Insbesondere der FC Arsenal scheint am stärksten betroffen. Gleich mehrere Leistungsträger waren in Katar stark gefordert. Trainer Mikel Arteta steht vor einer schwierigen Aufgabe, damit seine Mannschaft in der zweiten Saisonhälfte stark startet.
Warum Arsenal besonders hart getroffen wird
Arsenal schickte mehrere Stammspieler zur WM, von denen viele viel Spielzeit bekamen. Bukayo Saka und Aaron Ramsdale waren für England unverzichtbar, Gabriel Jesus spielte für Brasilien, bis ihn eine Verletzung stoppte. Auch Granit Xhaka und Thomas Partey vertraten ihre Nationen, wobei Partey durch Ghanas Vorrundenaus etwas mehr Pause hatte.
Die kumulative Belastung dieser Spieler bedeutet, dass Arteta nur wenig Zeit mit ihnen in der Vorbereitung hat. Arsenals straffer Spielplan mit Europa League setzt Fitness und Rotation voraus.
Taktisch betrachtet basiert Arsenals Pressing auf Energie und Abstimmung. Spieler wie Saka und Xhaka sind in beide Phasen eingebunden. Kehren sie erschöpft oder mit kleineren Blessuren zurück, muss Arteta möglicherweise umstellen oder mehr auf Ersatzleute setzen als geplant.
- Arsenals WM-Fahrer kamen in Katar auf insgesamt über 1.500 Spielminuten.
- Fünf Arsenal-Spieler erreichten das Viertelfinale oder standen noch tiefer im Turnier, was die Erholungszeit verkürzte.
- Gabriel Jesus zog sich eine Knieverletzung zu, die ihn mehrere Wochen außer Gefecht setzt.
Auswirkungen auf den Premier-League-Titelkampf
Die WM könnte den Titelkampf neu gestalten. Arsenal führt die Tabelle mit fünf Punkten Vorsprung vor Manchester City an. Doch auch Pep Guardiolas Team hatte viele WM-Fahrer, etwa Julián Álvarez, der mit Argentinien triumphierte.

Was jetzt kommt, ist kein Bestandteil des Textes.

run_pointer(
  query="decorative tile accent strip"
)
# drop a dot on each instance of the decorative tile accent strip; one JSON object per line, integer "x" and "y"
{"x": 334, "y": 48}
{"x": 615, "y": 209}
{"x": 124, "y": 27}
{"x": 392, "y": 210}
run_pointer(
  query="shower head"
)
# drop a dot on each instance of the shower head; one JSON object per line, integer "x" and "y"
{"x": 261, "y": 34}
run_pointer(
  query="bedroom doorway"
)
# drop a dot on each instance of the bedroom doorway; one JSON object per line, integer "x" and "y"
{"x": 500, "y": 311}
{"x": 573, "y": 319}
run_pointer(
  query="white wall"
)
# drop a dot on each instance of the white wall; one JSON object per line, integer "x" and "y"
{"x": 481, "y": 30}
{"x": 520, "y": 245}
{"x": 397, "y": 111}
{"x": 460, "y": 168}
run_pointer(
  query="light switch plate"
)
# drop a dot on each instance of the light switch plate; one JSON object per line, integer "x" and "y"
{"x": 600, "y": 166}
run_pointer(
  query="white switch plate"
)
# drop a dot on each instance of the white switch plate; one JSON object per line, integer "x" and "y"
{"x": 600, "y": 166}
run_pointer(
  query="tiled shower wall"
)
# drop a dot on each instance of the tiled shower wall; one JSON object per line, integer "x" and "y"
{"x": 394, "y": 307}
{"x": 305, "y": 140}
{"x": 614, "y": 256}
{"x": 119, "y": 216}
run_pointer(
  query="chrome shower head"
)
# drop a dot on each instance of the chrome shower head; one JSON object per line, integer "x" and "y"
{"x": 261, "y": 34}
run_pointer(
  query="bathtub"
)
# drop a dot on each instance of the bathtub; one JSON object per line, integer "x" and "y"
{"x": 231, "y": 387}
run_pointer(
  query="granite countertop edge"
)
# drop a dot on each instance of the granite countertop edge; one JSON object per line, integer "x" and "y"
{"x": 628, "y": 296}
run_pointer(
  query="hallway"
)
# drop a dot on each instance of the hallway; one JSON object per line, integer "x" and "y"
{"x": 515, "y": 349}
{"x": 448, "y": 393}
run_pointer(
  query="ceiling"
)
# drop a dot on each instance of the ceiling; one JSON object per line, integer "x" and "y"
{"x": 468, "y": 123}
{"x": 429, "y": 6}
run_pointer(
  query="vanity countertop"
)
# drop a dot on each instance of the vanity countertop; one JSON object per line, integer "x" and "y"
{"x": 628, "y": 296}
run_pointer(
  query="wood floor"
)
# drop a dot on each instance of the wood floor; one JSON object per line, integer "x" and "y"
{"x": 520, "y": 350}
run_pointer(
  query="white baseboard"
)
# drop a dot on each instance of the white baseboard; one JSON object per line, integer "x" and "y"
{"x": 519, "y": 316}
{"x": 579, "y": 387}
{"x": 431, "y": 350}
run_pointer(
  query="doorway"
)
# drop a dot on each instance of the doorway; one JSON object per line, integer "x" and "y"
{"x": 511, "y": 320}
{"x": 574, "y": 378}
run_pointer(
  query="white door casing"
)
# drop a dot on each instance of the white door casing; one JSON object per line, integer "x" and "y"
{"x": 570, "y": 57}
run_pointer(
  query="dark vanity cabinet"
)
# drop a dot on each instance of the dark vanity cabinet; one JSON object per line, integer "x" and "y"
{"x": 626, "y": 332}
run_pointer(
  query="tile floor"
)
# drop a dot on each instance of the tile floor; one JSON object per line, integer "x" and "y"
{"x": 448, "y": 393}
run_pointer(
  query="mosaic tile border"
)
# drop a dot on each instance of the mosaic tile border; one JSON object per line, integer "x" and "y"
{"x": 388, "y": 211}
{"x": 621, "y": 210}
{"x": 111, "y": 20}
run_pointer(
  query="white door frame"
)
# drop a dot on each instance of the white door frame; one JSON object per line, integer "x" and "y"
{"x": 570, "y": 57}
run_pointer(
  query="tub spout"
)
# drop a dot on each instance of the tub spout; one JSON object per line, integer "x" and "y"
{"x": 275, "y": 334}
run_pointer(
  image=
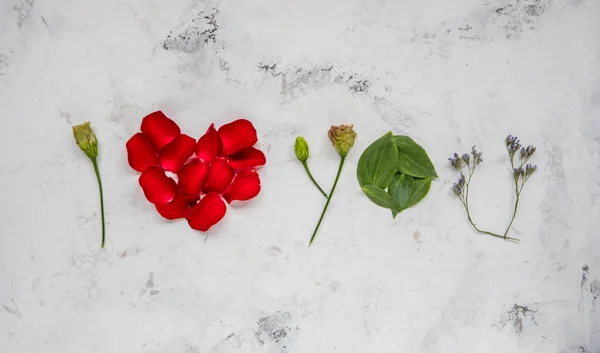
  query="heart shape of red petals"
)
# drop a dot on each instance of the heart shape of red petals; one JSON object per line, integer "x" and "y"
{"x": 220, "y": 167}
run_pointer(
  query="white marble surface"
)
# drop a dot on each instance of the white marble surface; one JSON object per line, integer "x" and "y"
{"x": 448, "y": 73}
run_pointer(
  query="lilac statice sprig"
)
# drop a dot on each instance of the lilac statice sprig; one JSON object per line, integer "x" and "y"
{"x": 466, "y": 164}
{"x": 521, "y": 172}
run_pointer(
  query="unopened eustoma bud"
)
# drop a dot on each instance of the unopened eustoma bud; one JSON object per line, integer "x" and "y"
{"x": 86, "y": 139}
{"x": 342, "y": 137}
{"x": 301, "y": 149}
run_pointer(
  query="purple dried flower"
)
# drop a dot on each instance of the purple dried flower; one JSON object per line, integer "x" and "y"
{"x": 476, "y": 156}
{"x": 455, "y": 161}
{"x": 530, "y": 169}
{"x": 466, "y": 158}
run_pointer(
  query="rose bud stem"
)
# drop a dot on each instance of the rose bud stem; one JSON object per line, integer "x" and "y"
{"x": 87, "y": 141}
{"x": 305, "y": 165}
{"x": 342, "y": 159}
{"x": 95, "y": 163}
{"x": 342, "y": 138}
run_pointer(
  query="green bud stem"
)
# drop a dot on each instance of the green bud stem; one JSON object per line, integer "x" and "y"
{"x": 101, "y": 198}
{"x": 342, "y": 159}
{"x": 305, "y": 165}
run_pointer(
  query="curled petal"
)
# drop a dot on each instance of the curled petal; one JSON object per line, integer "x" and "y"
{"x": 174, "y": 155}
{"x": 247, "y": 158}
{"x": 208, "y": 212}
{"x": 191, "y": 178}
{"x": 237, "y": 135}
{"x": 158, "y": 188}
{"x": 209, "y": 146}
{"x": 141, "y": 153}
{"x": 219, "y": 176}
{"x": 245, "y": 186}
{"x": 175, "y": 209}
{"x": 159, "y": 129}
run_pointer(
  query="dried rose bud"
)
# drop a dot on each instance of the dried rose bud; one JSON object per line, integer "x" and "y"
{"x": 86, "y": 139}
{"x": 342, "y": 137}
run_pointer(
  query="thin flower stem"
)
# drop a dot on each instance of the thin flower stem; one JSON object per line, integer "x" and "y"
{"x": 313, "y": 179}
{"x": 95, "y": 163}
{"x": 466, "y": 205}
{"x": 328, "y": 199}
{"x": 517, "y": 193}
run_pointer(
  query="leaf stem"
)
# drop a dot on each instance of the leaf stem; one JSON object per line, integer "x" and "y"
{"x": 328, "y": 199}
{"x": 95, "y": 163}
{"x": 305, "y": 165}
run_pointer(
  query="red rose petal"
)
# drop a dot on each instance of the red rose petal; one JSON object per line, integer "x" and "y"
{"x": 219, "y": 176}
{"x": 245, "y": 186}
{"x": 247, "y": 158}
{"x": 208, "y": 212}
{"x": 178, "y": 208}
{"x": 191, "y": 178}
{"x": 209, "y": 146}
{"x": 158, "y": 188}
{"x": 174, "y": 155}
{"x": 237, "y": 135}
{"x": 159, "y": 129}
{"x": 141, "y": 153}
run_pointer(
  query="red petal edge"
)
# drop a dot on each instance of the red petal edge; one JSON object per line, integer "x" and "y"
{"x": 159, "y": 129}
{"x": 191, "y": 178}
{"x": 141, "y": 153}
{"x": 208, "y": 212}
{"x": 247, "y": 158}
{"x": 237, "y": 135}
{"x": 176, "y": 153}
{"x": 219, "y": 176}
{"x": 245, "y": 186}
{"x": 209, "y": 146}
{"x": 178, "y": 208}
{"x": 158, "y": 188}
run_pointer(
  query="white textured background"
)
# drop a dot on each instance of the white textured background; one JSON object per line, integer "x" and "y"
{"x": 448, "y": 73}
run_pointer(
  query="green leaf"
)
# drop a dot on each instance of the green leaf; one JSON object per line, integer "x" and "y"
{"x": 421, "y": 189}
{"x": 412, "y": 158}
{"x": 401, "y": 188}
{"x": 380, "y": 197}
{"x": 378, "y": 162}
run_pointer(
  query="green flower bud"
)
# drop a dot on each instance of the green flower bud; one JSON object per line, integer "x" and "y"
{"x": 342, "y": 137}
{"x": 301, "y": 149}
{"x": 86, "y": 139}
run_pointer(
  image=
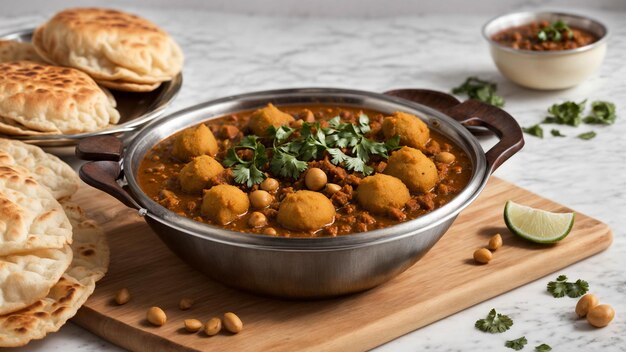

Die Geschichte zeigt: Nach der WM 2014 schnitten Teams mit weniger Turnierbelastung oft besser ab. Damals profitierten Chelsea und Manchester City im Vergleich zu Arsenal und Liverpool.
Für Arsenal wird es entscheidend sein, taktische Kohärenz zu bewahren und die Minuten zu managen. Wie Arteta wechselt und im Pokal rotiert, könnte ausschlaggebend sein. Fallen seine Schlüsselspieler in ein WM-Tief, kann die Spitze schnell schmelzen.
Fantasy-Manager sollten beachten: Arsenal-Akteure könnten anfangs rotiert werden. Bukayo Saka (aktuell 8,6 Mio., 42 % Besitz) könnte zunächst weniger Spielzeit bekommen, Gabriel Martinelli (21 % Besitz) bietet vielleicht kurzfristig mehr Wert.
Wie es für Arsenal und andere Klubs weitergeht
Direkt nach dem Restart wartet auf Arsenal das Nord-London-Derby gegen Tottenham. Arteta muss seine Rückkehrer integrieren, ohne den Lauf zu bremsen. Die medizinische Abteilung wird die Belastung genau überwachen, und die Entscheidung über einen Ersatz für Gabriel Jesus dürfte die Januar-Transfers prägen.
Auch andere Klubs wie Manchester City und Liverpool haben Sorgen, doch Arsenals starke Abhängigkeit von einer Kerngruppe macht sie besonders verletzlich. Die nächsten vier Wochen werden zeigen, ob die WM tiefe Narben hinterlässt oder ob Artetas Kaderbreite ausreicht.